Au milieu, Eric Attikey, promoteur de la marque « Souvenirs du Bénin »
Par Fortuné DOTIN
Lancée le 3 juillet à l'Agence de Développement des Arts et de la Culture, la marque « Souvenirs du Bénin » ambitionne de convertir le patrimoine national en produits dérivés. Une initiative privée qui s'arrime à une politique publique d'ampleur.
Un objet-souvenir peut-il devenir un outil de politique économique ? C'est le pari que formule l'entrepreneur béninois Eric Attikey avec « Souvenirs du Bénin », dont le lancement officiel s'est tenu vendredi dernier dans la capitale économique. Sur le papier, l'ambition tient en une phrase celle de transformer chaque objet vendu en ambassadeur du patrimoine national, en misant sur des créations conçues à partir de recherches historiques et culturelles, plutôt que sur de simples articles d'artisanat générique.

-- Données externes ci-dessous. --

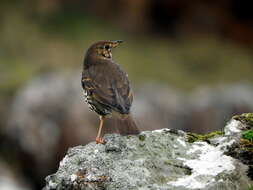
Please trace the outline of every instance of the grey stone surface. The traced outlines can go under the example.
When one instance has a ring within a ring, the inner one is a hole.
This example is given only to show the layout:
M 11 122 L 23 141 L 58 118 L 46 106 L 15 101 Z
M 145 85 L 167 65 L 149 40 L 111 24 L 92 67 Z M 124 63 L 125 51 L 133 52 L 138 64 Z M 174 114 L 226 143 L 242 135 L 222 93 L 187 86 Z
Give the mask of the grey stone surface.
M 252 184 L 248 167 L 226 155 L 241 130 L 231 120 L 210 144 L 189 143 L 186 133 L 169 129 L 106 135 L 104 145 L 70 148 L 44 190 L 244 190 Z

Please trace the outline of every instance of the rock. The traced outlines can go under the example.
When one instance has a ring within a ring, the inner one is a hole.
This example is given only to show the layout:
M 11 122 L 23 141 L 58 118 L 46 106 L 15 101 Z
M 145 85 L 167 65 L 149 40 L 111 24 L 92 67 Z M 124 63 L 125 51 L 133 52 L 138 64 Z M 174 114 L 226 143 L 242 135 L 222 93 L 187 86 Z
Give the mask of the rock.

Un secteur que l'État veut faire décoller
Cette initiative privée n'arrive pas dans un vide institutionnel. Le gouvernement béninois s'est fixé un objectif ambitieux : porter la contribution du tourisme au PIB de 6% actuellement à 13,4% d'ici 2030, avec pour cible d'attirer plus de deux millions de visiteurs annuels, contre environ 120.000 touristes internationaux en 2023. Pour y parvenir, les autorités ont engagé un investissement évalué à 2 milliards d'euros sur la décennie qui s'achève en 2026, consacré notamment aux infrastructures hôtelières et à la mise en valeur des sites patrimoniaux.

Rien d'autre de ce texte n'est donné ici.